Literacy Council announces four new volunteers

Published 12:00 am Sunday, May 3, 2020

Staff report

Making good use of their time during the shelter-in-place order, several new volunteers recently completed training to become Rowan County Literacy Council tutors. Tom Pickett, Steve Combs, and Cathy Ryerson completed training during the lockdown, and Shally Mendez completed her training shortly before the lockdown was announced. All four completed an online training program from home and are now certified to work with Adult Basic Education or English as a Second Language students.

Pickett, Combs, and Ryerson are retirees who decided to volunteer after reading an editorial in the Salisbury Post about the literacy council’s work with citizenship candidates. Mendez is a fourth-year student at Catawba College who plans to attend law school after graduation.

Pickett wanted to “help someone learn how to decipher the letters on a page into words, giving them a skill that no one can take away from them and letting them into the wonderful world of the written language.”

Combs was also interested in helping people in the community, noting, “When I stop to think about it, my greatest, life-long enjoyment has come from the experience of reading. Tutoring is a way of joining together with another person in the worthwhile pursuit of spreading the joy.”

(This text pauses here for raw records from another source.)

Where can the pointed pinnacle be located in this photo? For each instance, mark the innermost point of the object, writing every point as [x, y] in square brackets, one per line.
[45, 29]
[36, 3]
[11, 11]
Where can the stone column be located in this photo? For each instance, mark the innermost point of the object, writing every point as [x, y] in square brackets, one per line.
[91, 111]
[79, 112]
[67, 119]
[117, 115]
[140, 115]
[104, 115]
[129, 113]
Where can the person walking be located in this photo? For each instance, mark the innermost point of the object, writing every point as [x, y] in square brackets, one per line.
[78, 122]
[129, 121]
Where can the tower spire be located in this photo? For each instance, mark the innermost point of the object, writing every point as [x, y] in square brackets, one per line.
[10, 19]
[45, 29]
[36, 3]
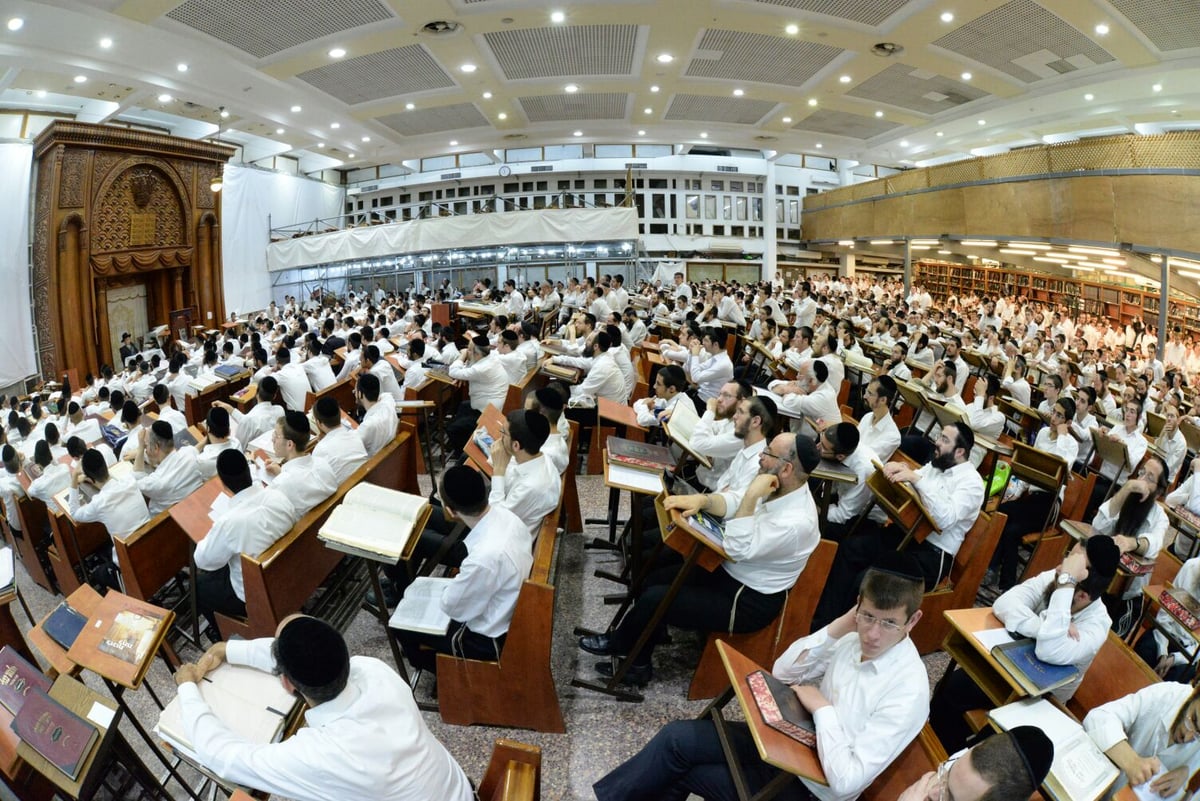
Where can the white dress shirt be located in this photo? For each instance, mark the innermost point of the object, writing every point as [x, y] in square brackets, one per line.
[529, 491]
[370, 744]
[343, 450]
[1024, 609]
[877, 706]
[499, 555]
[250, 524]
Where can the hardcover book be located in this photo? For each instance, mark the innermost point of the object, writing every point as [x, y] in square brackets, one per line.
[1035, 676]
[51, 729]
[18, 678]
[780, 709]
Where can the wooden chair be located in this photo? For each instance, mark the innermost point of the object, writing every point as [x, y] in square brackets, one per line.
[514, 772]
[766, 644]
[963, 585]
[519, 690]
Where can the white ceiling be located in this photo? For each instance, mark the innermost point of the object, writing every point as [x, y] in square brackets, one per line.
[1038, 72]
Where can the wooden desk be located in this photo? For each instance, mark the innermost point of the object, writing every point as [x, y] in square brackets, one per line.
[791, 757]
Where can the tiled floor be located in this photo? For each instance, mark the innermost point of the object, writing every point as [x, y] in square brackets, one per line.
[600, 732]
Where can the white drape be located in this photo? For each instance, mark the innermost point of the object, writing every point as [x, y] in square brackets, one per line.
[17, 360]
[549, 226]
[252, 200]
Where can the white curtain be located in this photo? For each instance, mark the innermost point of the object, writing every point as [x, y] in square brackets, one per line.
[17, 360]
[251, 202]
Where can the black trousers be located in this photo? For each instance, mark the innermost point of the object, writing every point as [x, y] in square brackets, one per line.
[459, 640]
[214, 594]
[707, 602]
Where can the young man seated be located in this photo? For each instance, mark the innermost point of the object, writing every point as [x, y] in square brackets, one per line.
[1061, 609]
[862, 680]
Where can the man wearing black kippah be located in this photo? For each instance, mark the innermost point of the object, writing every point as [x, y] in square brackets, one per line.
[365, 739]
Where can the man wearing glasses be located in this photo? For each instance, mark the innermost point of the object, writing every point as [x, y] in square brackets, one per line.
[862, 680]
[1006, 765]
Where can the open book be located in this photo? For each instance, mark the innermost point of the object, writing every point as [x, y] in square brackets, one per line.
[420, 609]
[1079, 771]
[376, 523]
[252, 703]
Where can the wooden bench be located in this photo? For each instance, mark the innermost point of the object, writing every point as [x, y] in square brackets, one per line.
[519, 691]
[514, 774]
[282, 579]
[765, 645]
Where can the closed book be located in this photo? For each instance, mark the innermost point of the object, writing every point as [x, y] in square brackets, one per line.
[780, 709]
[64, 625]
[641, 456]
[1182, 607]
[1035, 676]
[18, 678]
[57, 733]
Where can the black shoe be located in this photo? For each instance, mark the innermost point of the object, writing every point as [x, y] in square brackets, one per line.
[639, 675]
[599, 645]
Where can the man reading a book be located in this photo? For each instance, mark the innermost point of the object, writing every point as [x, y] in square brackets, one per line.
[365, 739]
[869, 700]
[1006, 766]
[1061, 610]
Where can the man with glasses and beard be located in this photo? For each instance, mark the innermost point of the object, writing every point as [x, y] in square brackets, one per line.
[771, 529]
[862, 680]
[952, 491]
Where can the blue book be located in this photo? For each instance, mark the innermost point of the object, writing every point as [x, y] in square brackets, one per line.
[1035, 676]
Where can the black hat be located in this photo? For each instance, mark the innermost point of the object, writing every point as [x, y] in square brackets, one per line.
[550, 398]
[1103, 555]
[311, 651]
[1036, 751]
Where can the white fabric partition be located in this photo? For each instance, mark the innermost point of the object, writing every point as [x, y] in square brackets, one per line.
[251, 202]
[557, 226]
[17, 359]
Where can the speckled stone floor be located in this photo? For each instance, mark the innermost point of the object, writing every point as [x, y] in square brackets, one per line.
[600, 732]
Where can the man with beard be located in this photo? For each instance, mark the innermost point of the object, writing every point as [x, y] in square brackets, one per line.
[952, 491]
[768, 537]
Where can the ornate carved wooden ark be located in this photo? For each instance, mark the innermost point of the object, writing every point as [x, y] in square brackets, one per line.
[126, 229]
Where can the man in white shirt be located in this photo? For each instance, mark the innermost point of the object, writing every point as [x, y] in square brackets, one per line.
[481, 598]
[769, 534]
[1061, 609]
[250, 523]
[862, 680]
[360, 712]
[379, 421]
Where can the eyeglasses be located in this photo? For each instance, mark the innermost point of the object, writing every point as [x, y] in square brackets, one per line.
[867, 620]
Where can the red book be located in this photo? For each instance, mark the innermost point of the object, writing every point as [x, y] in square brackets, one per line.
[17, 679]
[57, 733]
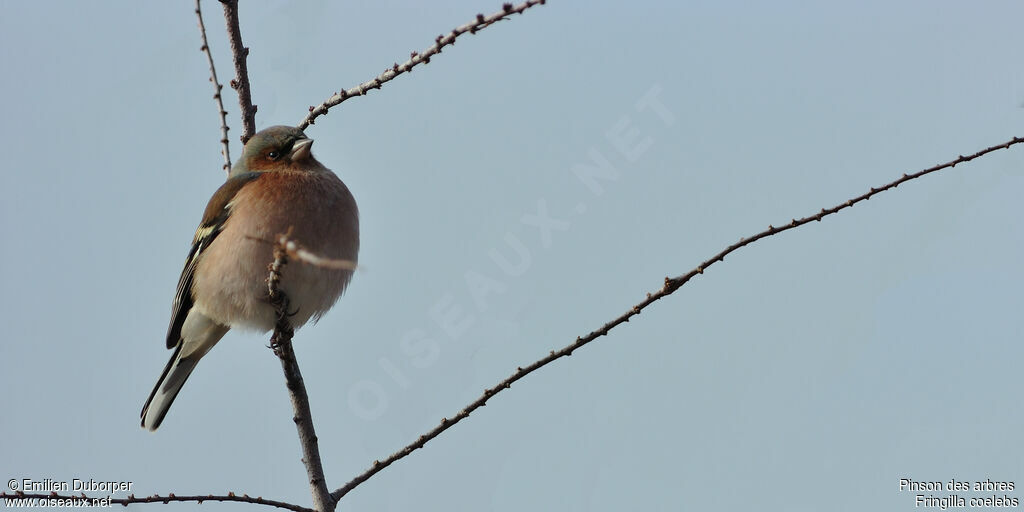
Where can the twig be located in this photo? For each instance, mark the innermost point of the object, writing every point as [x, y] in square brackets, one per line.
[670, 286]
[281, 342]
[216, 88]
[241, 80]
[132, 499]
[479, 23]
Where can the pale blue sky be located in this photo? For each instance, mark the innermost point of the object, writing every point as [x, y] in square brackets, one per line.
[811, 371]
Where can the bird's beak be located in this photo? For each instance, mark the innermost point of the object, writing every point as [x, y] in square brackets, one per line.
[300, 150]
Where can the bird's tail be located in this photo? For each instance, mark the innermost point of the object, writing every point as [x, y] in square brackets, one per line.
[174, 376]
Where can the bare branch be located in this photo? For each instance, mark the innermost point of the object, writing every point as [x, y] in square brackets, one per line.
[241, 81]
[226, 152]
[281, 342]
[479, 23]
[132, 499]
[670, 286]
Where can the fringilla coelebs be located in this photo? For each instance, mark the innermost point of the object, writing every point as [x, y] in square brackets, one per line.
[276, 185]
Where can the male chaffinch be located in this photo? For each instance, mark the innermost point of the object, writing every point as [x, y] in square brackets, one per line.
[276, 185]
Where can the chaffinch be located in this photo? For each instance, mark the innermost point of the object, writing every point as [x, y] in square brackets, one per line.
[276, 185]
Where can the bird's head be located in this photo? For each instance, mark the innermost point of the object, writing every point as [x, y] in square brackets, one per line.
[276, 148]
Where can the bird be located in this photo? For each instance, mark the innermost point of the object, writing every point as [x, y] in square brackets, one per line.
[275, 186]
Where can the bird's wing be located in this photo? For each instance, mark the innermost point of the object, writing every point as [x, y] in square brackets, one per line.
[217, 212]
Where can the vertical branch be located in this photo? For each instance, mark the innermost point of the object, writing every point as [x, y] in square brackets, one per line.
[241, 80]
[216, 88]
[281, 342]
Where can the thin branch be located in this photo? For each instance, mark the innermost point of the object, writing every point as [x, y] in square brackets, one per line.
[226, 152]
[670, 286]
[241, 80]
[281, 342]
[132, 499]
[479, 23]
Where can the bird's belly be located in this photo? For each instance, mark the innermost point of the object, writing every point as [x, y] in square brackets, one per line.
[231, 296]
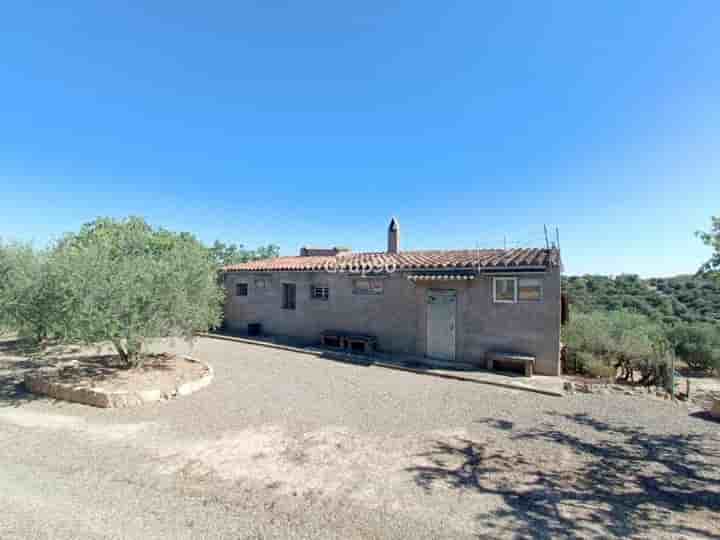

Although many people are currently staying home in compliance with guidelines on social distancing, Rowan County Literacy Council Program Coordinator Laurel Harry noted that it is still a good time to think about volunteering. “We transitioned to online training for volunteers a few years ago, and in 2020 rolled out a streamlined training program that volunteers can complete from home in about three hours. We can do orientation over the phone and background checks are done online. The entire process can be done remotely,” she said. In person tutoring is currently suspended, but when possible, tutors are meeting with students by phone, or using videoconference tools such as Zoom. Most students have smartphones they can use to stay in touch, and the literacy council has loaner laptops that can be checked out by students and tutors. Once restrictions are lifted, Harry hopes to have even more new tutors ready to go, saying “If it’s a choice between three hours of tutor training or three hours of Netflix, the choice is pretty clear. We need you and you’ll feel good about it.”